What Perspectives Did African American Advocates Bring to the
Birth Control Movement and How Did Those Perspectives Shape the
History of the Harlem Branch Birth Control Clinic?

Abstract

 

   On February 1, 1930, Margaret Sanger opened a branch office of her New York City birth control clinic in the center of Harlem, at 2352 7th Avenue near 138th Street. For the next five years, until 1935, the Harlem Branch of the Clinical Research Bureau offered African American and white women clients gynecological examinations by a physician and contraceptive instruction by a nurse. The Harlem Branch clinic also conducted educational programs for the community and carried out fundraising activities to support the clinic's expenses. From its inception, the clinic involved the collaborative efforts of both African American and white birth control advocates. After the clinic opened, Sanger assembled an Advisory Council of African American community leaders. Some of Harlem's most prominent African American health professionals, clergy, and social activists participated in the clinic's work. The documents in this project offer a window on the views and actions of African American birth control advocates associated with the Harlem clinic. Intertwined, and sometimes conflicting, elements of women's rights, economic security, and racial progress laid the ground for cooperation and conflict between the Advisory Council and Sanger and the white clinic staff.
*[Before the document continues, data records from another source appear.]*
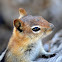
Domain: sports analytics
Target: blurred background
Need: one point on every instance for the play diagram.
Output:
(51, 10)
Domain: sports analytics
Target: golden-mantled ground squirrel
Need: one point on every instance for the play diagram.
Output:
(25, 43)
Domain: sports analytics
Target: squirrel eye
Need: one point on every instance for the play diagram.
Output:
(36, 29)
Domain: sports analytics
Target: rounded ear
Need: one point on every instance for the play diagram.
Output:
(22, 12)
(18, 24)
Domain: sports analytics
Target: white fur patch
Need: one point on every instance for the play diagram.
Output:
(2, 55)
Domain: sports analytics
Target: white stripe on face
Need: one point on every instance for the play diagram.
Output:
(37, 26)
(2, 55)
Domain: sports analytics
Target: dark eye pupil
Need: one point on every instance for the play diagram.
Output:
(36, 29)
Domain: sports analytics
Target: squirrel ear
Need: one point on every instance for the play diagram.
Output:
(18, 24)
(22, 12)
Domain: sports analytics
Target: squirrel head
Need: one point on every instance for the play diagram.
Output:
(31, 26)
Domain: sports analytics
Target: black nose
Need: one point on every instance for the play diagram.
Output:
(52, 26)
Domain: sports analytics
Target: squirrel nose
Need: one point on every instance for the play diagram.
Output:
(52, 26)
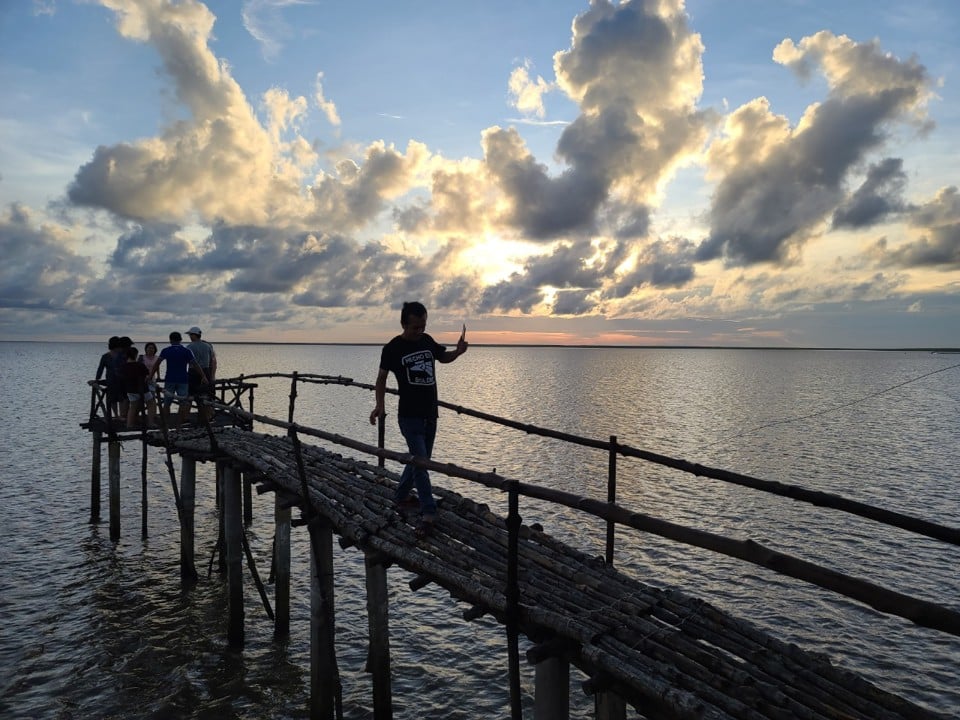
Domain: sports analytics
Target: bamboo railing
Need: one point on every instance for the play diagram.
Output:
(921, 612)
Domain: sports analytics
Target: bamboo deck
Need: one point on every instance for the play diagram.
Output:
(667, 654)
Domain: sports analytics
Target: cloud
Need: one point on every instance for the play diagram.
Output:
(880, 196)
(263, 20)
(327, 106)
(39, 270)
(777, 183)
(939, 243)
(526, 95)
(218, 164)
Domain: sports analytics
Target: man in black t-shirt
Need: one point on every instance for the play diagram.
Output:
(410, 357)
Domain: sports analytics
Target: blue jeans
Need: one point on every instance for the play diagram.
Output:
(419, 434)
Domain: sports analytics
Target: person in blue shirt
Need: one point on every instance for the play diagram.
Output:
(176, 383)
(410, 356)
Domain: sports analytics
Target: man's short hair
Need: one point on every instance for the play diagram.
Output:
(411, 308)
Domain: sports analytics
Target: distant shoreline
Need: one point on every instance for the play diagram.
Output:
(935, 350)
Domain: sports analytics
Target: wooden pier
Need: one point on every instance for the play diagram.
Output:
(661, 652)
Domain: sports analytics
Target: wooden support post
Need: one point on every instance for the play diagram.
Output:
(378, 652)
(222, 556)
(611, 495)
(188, 495)
(281, 566)
(381, 437)
(552, 689)
(113, 465)
(95, 478)
(610, 706)
(233, 541)
(247, 502)
(143, 487)
(324, 676)
(513, 598)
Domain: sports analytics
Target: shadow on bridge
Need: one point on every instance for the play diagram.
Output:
(664, 653)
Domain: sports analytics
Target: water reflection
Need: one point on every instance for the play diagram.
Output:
(95, 629)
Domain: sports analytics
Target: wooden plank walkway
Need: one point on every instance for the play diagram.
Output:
(665, 653)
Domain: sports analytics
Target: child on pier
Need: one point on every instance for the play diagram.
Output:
(133, 375)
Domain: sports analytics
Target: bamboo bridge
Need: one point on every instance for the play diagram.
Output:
(661, 652)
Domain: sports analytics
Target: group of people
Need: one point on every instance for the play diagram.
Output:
(191, 370)
(130, 377)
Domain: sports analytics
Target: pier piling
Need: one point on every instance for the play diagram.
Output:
(378, 654)
(113, 479)
(233, 542)
(281, 566)
(188, 493)
(95, 478)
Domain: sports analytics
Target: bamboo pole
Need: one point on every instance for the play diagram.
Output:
(143, 486)
(513, 600)
(188, 478)
(95, 477)
(378, 655)
(552, 689)
(324, 675)
(611, 495)
(281, 566)
(233, 541)
(113, 465)
(247, 502)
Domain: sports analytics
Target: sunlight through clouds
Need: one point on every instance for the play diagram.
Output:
(263, 184)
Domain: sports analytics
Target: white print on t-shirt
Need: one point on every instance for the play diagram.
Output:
(419, 367)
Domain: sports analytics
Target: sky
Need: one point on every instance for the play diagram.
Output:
(644, 172)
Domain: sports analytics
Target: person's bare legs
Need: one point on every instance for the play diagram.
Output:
(132, 407)
(185, 403)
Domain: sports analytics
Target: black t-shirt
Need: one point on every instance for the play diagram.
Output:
(412, 362)
(133, 376)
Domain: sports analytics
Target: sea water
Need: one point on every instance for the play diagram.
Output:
(92, 629)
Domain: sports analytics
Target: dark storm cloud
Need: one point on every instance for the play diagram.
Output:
(572, 302)
(38, 268)
(880, 196)
(780, 184)
(565, 268)
(663, 264)
(515, 293)
(939, 244)
(151, 250)
(544, 208)
(267, 260)
(635, 71)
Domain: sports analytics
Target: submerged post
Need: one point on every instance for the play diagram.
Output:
(143, 486)
(513, 598)
(247, 501)
(324, 676)
(610, 706)
(95, 478)
(281, 566)
(113, 465)
(611, 495)
(188, 494)
(233, 542)
(381, 436)
(378, 654)
(551, 700)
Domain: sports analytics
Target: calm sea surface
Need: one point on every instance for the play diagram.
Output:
(93, 629)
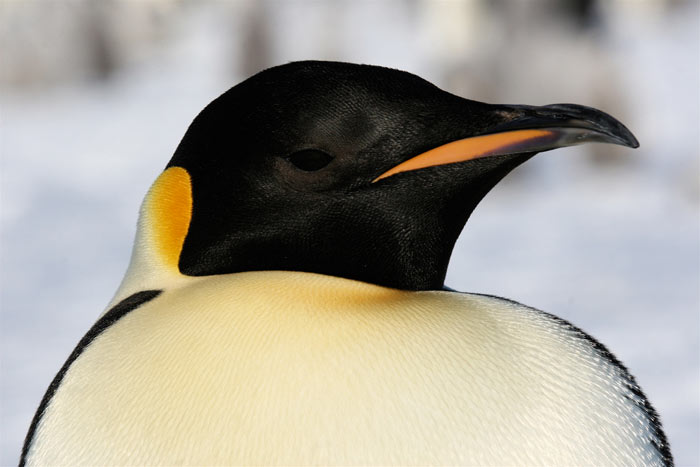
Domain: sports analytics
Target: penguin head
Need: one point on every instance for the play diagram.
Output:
(355, 171)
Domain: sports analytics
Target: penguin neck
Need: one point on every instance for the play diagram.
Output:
(399, 253)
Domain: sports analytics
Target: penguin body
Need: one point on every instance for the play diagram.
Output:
(297, 369)
(285, 306)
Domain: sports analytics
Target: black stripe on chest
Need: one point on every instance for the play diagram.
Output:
(117, 312)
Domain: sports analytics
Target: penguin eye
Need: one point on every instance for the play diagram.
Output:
(310, 160)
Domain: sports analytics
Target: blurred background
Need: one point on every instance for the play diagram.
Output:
(96, 95)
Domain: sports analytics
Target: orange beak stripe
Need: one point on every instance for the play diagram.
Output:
(509, 142)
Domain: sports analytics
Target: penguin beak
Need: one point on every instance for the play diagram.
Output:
(526, 129)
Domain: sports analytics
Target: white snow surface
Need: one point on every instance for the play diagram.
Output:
(614, 250)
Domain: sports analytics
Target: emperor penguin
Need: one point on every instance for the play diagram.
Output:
(285, 301)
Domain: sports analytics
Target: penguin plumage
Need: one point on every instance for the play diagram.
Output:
(285, 301)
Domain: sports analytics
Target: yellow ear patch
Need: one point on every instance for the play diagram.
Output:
(169, 211)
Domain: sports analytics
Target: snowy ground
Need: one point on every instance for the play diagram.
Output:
(615, 251)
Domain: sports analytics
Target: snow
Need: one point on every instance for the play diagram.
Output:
(615, 249)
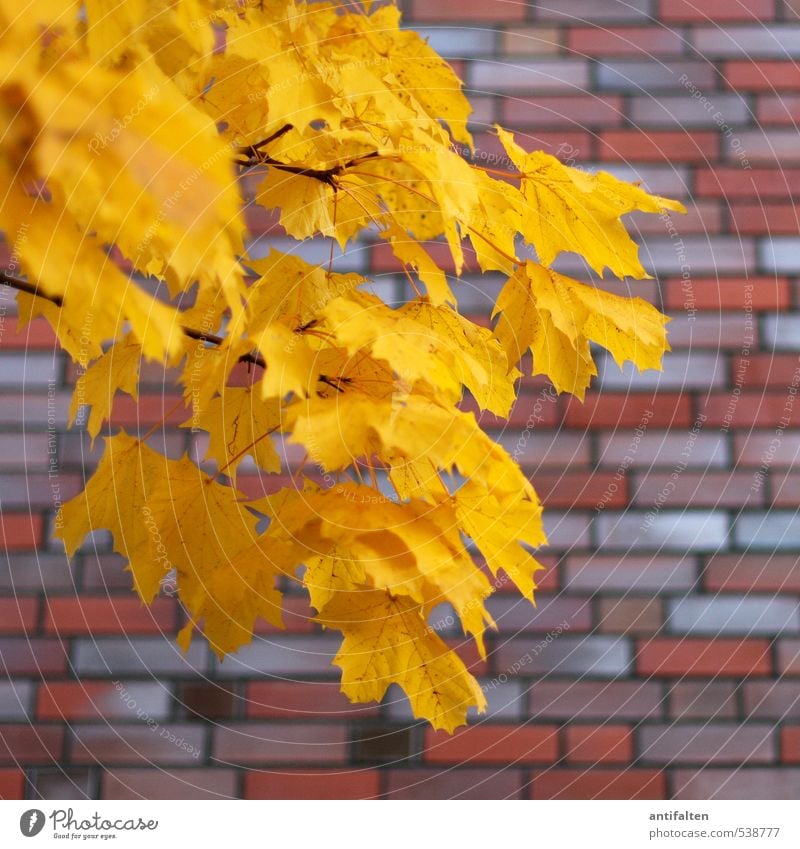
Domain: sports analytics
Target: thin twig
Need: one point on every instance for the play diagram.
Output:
(201, 336)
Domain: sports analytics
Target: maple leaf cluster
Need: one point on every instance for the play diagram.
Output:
(133, 132)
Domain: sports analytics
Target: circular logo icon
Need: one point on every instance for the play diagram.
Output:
(31, 822)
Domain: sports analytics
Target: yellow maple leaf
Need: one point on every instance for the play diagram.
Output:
(239, 422)
(117, 369)
(387, 641)
(556, 317)
(567, 209)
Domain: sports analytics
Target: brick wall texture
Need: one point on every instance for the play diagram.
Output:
(663, 659)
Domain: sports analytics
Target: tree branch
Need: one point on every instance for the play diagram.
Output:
(199, 335)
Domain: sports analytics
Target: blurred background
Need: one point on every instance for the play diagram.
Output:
(663, 658)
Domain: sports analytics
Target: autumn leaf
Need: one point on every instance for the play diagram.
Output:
(135, 135)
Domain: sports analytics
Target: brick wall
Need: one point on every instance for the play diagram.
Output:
(663, 659)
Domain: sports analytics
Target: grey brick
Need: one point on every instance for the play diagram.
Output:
(712, 255)
(16, 700)
(757, 41)
(602, 657)
(652, 75)
(547, 448)
(169, 784)
(264, 742)
(700, 744)
(772, 699)
(506, 700)
(780, 254)
(734, 615)
(458, 42)
(30, 370)
(64, 784)
(142, 656)
(514, 614)
(682, 370)
(740, 784)
(38, 490)
(781, 332)
(24, 451)
(140, 744)
(282, 656)
(27, 573)
(605, 11)
(31, 410)
(678, 111)
(542, 75)
(661, 179)
(634, 573)
(670, 530)
(611, 701)
(774, 531)
(660, 449)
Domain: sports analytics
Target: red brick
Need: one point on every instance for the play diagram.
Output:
(18, 615)
(624, 41)
(759, 446)
(752, 409)
(763, 218)
(762, 76)
(468, 10)
(19, 531)
(502, 783)
(108, 615)
(704, 743)
(703, 217)
(676, 658)
(598, 744)
(36, 335)
(262, 222)
(609, 410)
(765, 369)
(141, 744)
(703, 700)
(72, 700)
(297, 614)
(789, 657)
(781, 110)
(746, 572)
(600, 784)
(575, 111)
(692, 11)
(785, 489)
(12, 784)
(529, 411)
(150, 410)
(790, 745)
(736, 182)
(532, 41)
(658, 146)
(728, 293)
(384, 261)
(312, 784)
(294, 700)
(580, 489)
(27, 745)
(170, 784)
(32, 657)
(697, 489)
(528, 744)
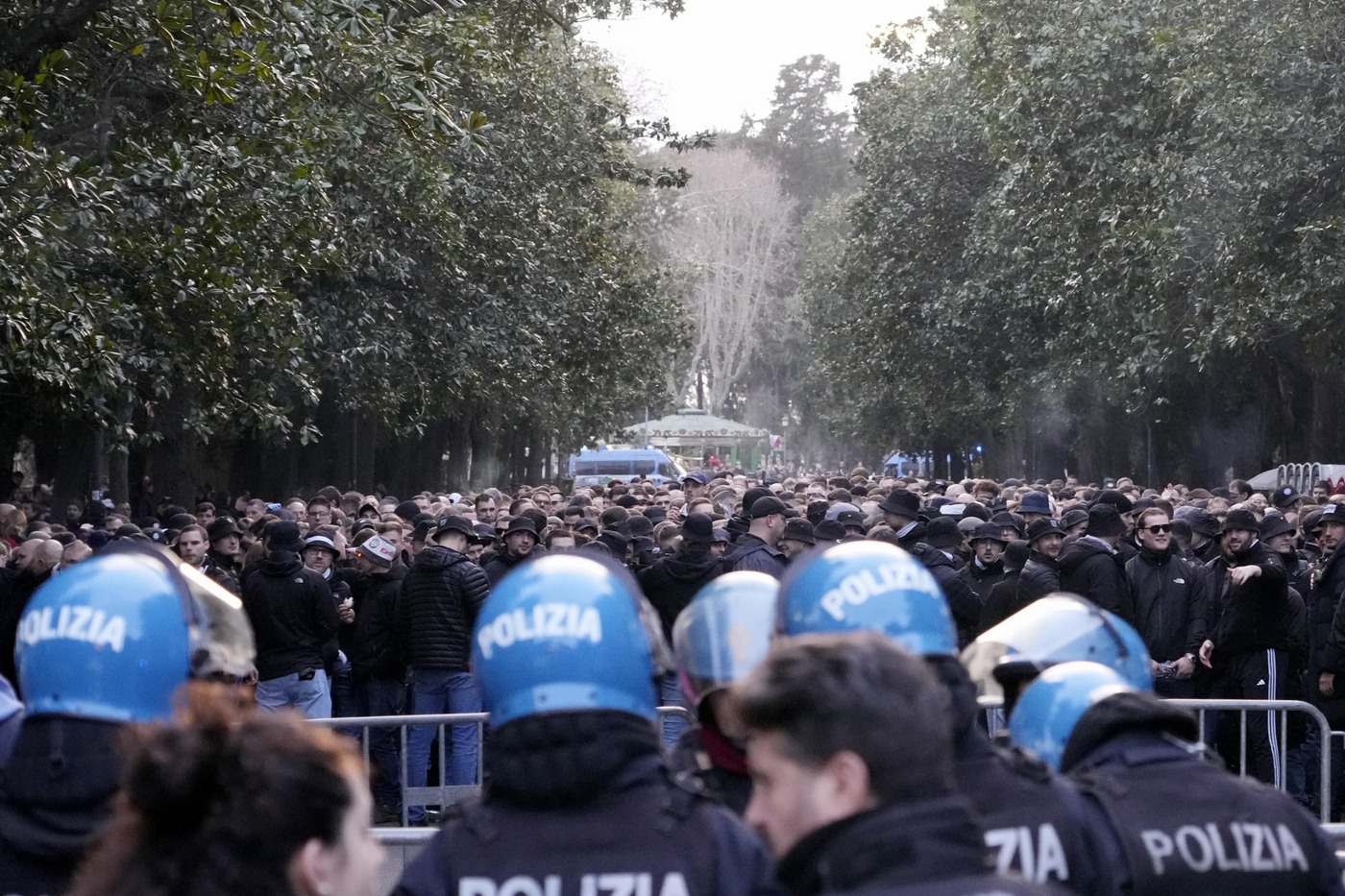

Both groups shared a concern about the high rates of maternal and infant mortality, and both supported birth control as a basis for promoting women's health and the health and well-being of their families. At the same time, disparaging attitudes about the poor ran through the perspectives of both groups, although the Advisory Council disputed any suggestion that biologically based racial traits accounted for the problems the poor of Harlem faced. Where they differed from Sanger, the Advisory Council members were able to influence her management of the clinic. The council's influence was apparent as well in the clinic's publications and educational programs. The Advisory Council's efforts reflected their commitment to racial justice based in equal opportunity through full integration.